You are tasked with designing a data pipeline for a fictional e-commerce company, "ShopSmart". The company wants to analyze customer behavior, sales performance, and inventory management. You need to create a solution that ingests, processes, and stores data from various sources.
Questions:
- What are the top 2 best-selling products?
- What is the average order value per customer?
- What is the total revenue generated per product category?
Warning
This project does not implement testcases because I do not have time to learn.
LocalFile --> MySQL --> Log
Note
This it the first assignment that want to create end-to-end data pipeline from source to serve analytic reports. So, I will try to orchestrate with Airflow in this assignment.

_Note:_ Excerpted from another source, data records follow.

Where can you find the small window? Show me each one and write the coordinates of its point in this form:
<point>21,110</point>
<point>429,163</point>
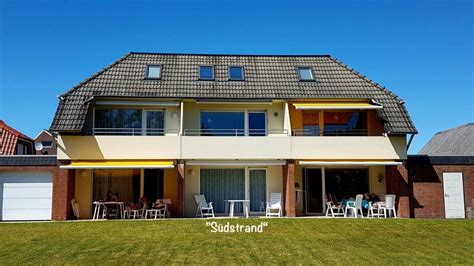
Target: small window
<point>236,73</point>
<point>153,72</point>
<point>47,144</point>
<point>305,73</point>
<point>206,72</point>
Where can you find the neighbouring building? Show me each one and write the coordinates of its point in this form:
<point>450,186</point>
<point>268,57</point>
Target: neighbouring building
<point>441,176</point>
<point>26,180</point>
<point>230,127</point>
<point>48,143</point>
<point>13,142</point>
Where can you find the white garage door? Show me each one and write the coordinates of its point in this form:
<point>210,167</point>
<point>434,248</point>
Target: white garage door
<point>453,195</point>
<point>25,196</point>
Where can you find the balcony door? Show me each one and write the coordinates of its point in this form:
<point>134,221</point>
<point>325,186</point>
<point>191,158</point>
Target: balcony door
<point>155,123</point>
<point>257,189</point>
<point>313,190</point>
<point>257,121</point>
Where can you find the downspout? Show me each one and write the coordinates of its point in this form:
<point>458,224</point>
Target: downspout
<point>410,140</point>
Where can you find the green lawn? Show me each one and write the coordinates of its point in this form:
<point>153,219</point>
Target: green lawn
<point>345,241</point>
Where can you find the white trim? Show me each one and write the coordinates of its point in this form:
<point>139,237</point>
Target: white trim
<point>338,107</point>
<point>235,163</point>
<point>131,166</point>
<point>43,130</point>
<point>243,103</point>
<point>364,163</point>
<point>136,103</point>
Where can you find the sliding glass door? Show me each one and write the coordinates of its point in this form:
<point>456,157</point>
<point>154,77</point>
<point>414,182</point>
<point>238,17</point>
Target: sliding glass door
<point>219,185</point>
<point>222,123</point>
<point>257,123</point>
<point>258,189</point>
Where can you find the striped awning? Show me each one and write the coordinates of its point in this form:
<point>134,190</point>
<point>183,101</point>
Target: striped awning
<point>350,162</point>
<point>337,105</point>
<point>119,164</point>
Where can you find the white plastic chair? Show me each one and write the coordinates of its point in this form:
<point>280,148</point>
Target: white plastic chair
<point>389,206</point>
<point>159,212</point>
<point>75,209</point>
<point>274,204</point>
<point>137,213</point>
<point>356,208</point>
<point>330,208</point>
<point>203,208</point>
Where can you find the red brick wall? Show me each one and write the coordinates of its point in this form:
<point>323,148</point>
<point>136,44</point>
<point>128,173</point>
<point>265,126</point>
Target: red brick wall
<point>426,180</point>
<point>289,197</point>
<point>63,193</point>
<point>63,188</point>
<point>397,183</point>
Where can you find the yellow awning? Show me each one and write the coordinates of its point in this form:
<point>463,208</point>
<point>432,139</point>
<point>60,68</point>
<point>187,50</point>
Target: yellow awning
<point>337,106</point>
<point>349,162</point>
<point>119,164</point>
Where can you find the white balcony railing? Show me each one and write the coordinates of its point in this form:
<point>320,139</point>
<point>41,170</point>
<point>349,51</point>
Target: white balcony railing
<point>133,131</point>
<point>234,132</point>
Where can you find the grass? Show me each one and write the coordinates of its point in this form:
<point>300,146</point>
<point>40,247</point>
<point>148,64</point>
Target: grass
<point>315,241</point>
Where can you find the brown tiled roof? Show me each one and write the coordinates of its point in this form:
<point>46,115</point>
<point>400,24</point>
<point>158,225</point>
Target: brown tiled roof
<point>9,138</point>
<point>266,77</point>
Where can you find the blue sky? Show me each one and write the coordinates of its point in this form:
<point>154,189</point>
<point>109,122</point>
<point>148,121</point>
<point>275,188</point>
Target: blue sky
<point>421,50</point>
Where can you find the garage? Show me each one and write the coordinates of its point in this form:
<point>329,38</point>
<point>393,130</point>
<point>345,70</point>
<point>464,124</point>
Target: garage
<point>26,195</point>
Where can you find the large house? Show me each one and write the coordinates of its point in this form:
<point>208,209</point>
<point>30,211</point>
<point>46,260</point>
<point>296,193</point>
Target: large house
<point>230,127</point>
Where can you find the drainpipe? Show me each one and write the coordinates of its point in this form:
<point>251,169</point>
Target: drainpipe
<point>410,140</point>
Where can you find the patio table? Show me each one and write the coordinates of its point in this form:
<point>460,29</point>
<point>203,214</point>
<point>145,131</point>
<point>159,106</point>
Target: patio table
<point>102,204</point>
<point>232,204</point>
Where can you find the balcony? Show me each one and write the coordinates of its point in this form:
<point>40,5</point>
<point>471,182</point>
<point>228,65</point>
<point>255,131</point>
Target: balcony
<point>227,145</point>
<point>118,147</point>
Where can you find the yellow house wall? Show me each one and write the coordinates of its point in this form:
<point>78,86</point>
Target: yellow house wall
<point>375,186</point>
<point>192,184</point>
<point>170,185</point>
<point>83,192</point>
<point>192,112</point>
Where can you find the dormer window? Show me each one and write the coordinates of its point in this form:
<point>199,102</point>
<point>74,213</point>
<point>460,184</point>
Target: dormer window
<point>153,72</point>
<point>206,72</point>
<point>236,73</point>
<point>305,74</point>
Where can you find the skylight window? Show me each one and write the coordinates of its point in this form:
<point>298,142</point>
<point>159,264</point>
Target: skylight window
<point>236,73</point>
<point>305,74</point>
<point>206,72</point>
<point>153,72</point>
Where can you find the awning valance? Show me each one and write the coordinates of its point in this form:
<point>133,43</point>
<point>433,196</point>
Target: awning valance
<point>349,163</point>
<point>119,164</point>
<point>337,106</point>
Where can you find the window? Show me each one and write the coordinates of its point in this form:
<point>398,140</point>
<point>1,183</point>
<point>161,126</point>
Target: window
<point>153,72</point>
<point>305,74</point>
<point>21,149</point>
<point>155,123</point>
<point>257,123</point>
<point>47,144</point>
<point>236,73</point>
<point>129,122</point>
<point>122,121</point>
<point>222,123</point>
<point>206,72</point>
<point>345,123</point>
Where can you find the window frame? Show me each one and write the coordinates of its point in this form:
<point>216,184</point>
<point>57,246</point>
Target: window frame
<point>47,146</point>
<point>310,71</point>
<point>236,66</point>
<point>213,73</point>
<point>147,72</point>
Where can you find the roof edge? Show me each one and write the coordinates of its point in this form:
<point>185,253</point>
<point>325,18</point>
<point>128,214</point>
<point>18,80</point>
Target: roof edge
<point>250,55</point>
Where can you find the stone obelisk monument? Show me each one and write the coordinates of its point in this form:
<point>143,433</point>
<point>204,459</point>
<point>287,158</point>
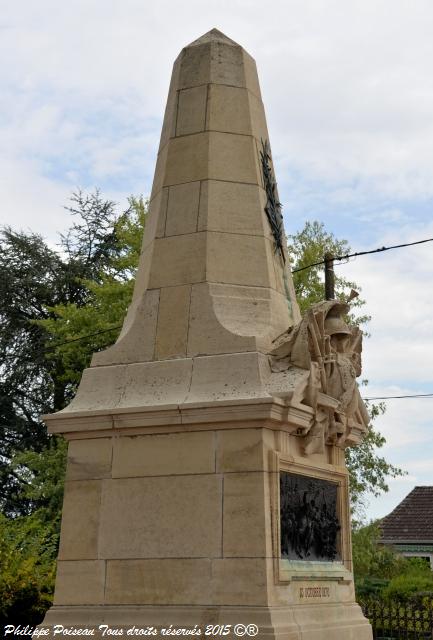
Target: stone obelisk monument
<point>206,482</point>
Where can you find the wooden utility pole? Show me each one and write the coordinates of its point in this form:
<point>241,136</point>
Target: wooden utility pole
<point>329,277</point>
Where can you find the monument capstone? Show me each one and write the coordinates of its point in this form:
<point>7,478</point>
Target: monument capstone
<point>206,482</point>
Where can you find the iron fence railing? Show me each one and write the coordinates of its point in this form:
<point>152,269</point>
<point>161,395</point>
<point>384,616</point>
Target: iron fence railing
<point>412,620</point>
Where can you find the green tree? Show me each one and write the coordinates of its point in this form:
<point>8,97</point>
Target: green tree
<point>383,574</point>
<point>368,471</point>
<point>48,299</point>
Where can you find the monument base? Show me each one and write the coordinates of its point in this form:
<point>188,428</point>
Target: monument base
<point>306,622</point>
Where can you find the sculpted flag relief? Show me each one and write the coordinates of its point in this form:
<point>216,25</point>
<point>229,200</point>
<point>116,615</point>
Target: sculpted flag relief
<point>329,351</point>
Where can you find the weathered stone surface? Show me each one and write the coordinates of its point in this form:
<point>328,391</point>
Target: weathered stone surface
<point>161,517</point>
<point>244,518</point>
<point>172,454</point>
<point>191,114</point>
<point>80,520</point>
<point>89,459</point>
<point>80,582</point>
<point>173,322</point>
<point>181,429</point>
<point>182,212</point>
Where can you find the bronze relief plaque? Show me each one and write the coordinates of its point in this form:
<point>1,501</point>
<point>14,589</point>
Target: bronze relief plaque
<point>309,518</point>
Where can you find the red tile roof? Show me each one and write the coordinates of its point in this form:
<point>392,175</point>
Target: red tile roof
<point>412,519</point>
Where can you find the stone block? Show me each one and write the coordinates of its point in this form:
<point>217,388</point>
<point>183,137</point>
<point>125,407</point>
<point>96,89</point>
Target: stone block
<point>162,517</point>
<point>191,111</point>
<point>160,170</point>
<point>239,259</point>
<point>228,110</point>
<point>169,123</point>
<point>172,330</point>
<point>233,158</point>
<point>136,342</point>
<point>251,77</point>
<point>187,160</point>
<point>239,581</point>
<point>228,376</point>
<point>182,212</point>
<point>160,582</point>
<point>100,387</point>
<point>178,260</point>
<point>168,454</point>
<point>227,64</point>
<point>155,220</point>
<point>155,383</point>
<point>207,333</point>
<point>89,459</point>
<point>232,207</point>
<point>259,127</point>
<point>80,520</point>
<point>194,66</point>
<point>80,582</point>
<point>244,516</point>
<point>244,450</point>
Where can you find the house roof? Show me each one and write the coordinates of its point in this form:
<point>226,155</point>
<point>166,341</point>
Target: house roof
<point>412,520</point>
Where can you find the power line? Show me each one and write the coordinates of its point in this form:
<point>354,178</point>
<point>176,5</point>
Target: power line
<point>363,253</point>
<point>417,395</point>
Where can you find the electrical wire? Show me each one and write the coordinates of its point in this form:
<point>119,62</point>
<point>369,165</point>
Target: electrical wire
<point>416,395</point>
<point>89,335</point>
<point>363,253</point>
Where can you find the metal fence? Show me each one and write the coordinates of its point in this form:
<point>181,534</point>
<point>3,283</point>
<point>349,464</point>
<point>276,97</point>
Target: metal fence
<point>411,620</point>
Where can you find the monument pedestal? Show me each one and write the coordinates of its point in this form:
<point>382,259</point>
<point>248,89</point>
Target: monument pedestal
<point>179,524</point>
<point>206,483</point>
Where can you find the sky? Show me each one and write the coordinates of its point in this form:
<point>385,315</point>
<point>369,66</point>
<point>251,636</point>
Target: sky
<point>348,93</point>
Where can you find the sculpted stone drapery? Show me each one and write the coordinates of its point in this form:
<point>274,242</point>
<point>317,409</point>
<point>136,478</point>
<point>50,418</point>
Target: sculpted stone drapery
<point>326,347</point>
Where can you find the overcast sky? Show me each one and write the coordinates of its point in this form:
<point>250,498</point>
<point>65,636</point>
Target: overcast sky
<point>348,92</point>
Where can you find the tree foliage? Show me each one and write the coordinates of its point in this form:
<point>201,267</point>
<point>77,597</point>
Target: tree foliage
<point>58,307</point>
<point>383,574</point>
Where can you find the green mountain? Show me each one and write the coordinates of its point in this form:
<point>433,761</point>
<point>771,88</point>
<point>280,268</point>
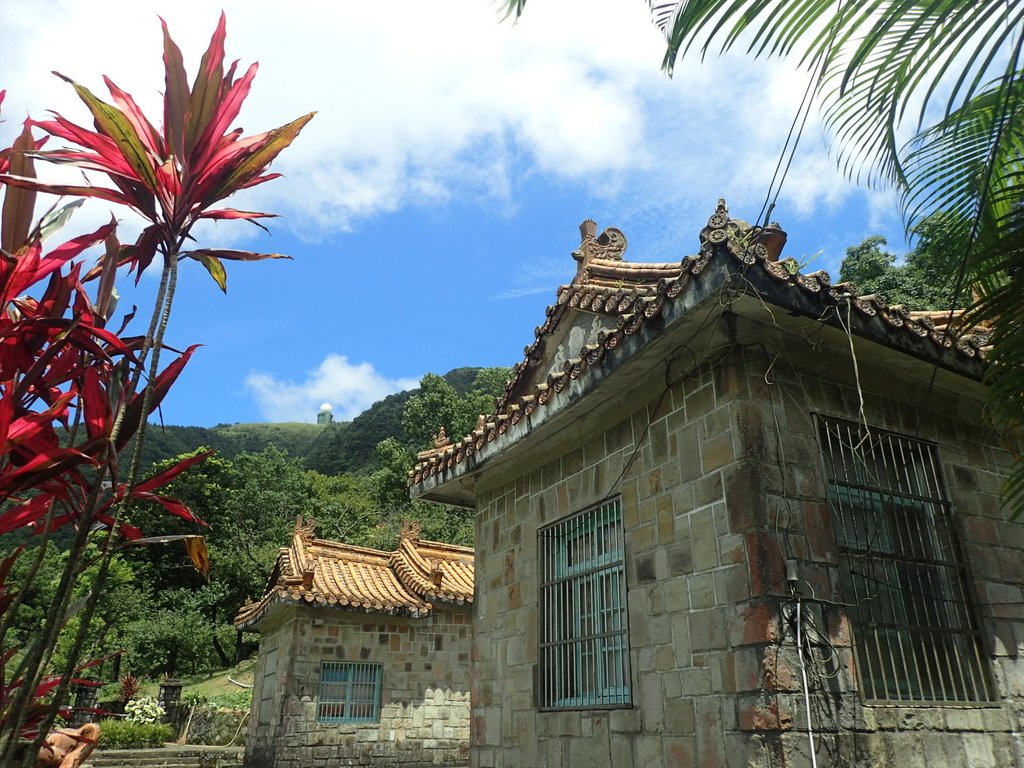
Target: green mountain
<point>335,449</point>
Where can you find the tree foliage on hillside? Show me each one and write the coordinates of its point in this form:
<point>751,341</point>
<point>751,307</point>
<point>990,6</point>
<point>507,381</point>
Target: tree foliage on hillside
<point>926,279</point>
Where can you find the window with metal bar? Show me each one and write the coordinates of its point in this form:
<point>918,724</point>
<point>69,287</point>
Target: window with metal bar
<point>916,638</point>
<point>349,692</point>
<point>584,632</point>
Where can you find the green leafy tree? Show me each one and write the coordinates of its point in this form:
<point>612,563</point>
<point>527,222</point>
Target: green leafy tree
<point>924,281</point>
<point>951,74</point>
<point>437,403</point>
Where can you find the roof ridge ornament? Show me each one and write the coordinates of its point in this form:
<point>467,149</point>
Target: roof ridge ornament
<point>608,245</point>
<point>410,531</point>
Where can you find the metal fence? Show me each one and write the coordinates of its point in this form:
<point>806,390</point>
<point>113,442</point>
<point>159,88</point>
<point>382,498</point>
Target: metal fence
<point>915,633</point>
<point>584,630</point>
<point>349,691</point>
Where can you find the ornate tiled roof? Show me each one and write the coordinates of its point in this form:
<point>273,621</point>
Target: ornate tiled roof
<point>632,294</point>
<point>406,582</point>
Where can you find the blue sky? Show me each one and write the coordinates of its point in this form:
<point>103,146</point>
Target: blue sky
<point>432,205</point>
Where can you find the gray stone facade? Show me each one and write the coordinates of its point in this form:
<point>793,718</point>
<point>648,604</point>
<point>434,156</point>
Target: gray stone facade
<point>711,442</point>
<point>424,718</point>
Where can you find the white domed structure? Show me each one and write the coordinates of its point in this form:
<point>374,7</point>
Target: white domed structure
<point>325,416</point>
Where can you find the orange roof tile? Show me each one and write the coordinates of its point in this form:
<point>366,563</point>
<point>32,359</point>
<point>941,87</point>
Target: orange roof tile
<point>633,293</point>
<point>317,571</point>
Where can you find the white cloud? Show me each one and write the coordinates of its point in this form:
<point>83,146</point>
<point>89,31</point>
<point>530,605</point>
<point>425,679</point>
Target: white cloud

First, you should start with create your Python venv and install uv
.
python -m venv venv
./venv/Scripts/activate
(venv) python -m pip install -U pip
(venv) pip install uv
Then, setup the connection file on ./secrets/connections.yaml
file_local:
conn_type: file
description: Local Data on Docker
extra_dejson:
path: "/opt/airflow/data"
warehouse:
conn_type: mysql
description: Local MySQL on Docker
host: mysql
schema: ...
login: ...
password: ...
port: 3306
Next, start provisioning all services by Docker Compose;
docker compose -f ./.container/docker-compose.warehouse.yml --env-file .env up -d
docker compose -f ./.container/docker-compose.yml --env-file .env up -d
Note
Down Docker Compose;
docker compose -f ./.container/docker-compose.yml --env-file .env down -v
docker compose -f ./.container/docker-compose.warehouse.yml --env-file .env down
Login to Airflow localhost:8080
with root user and start observe the dags.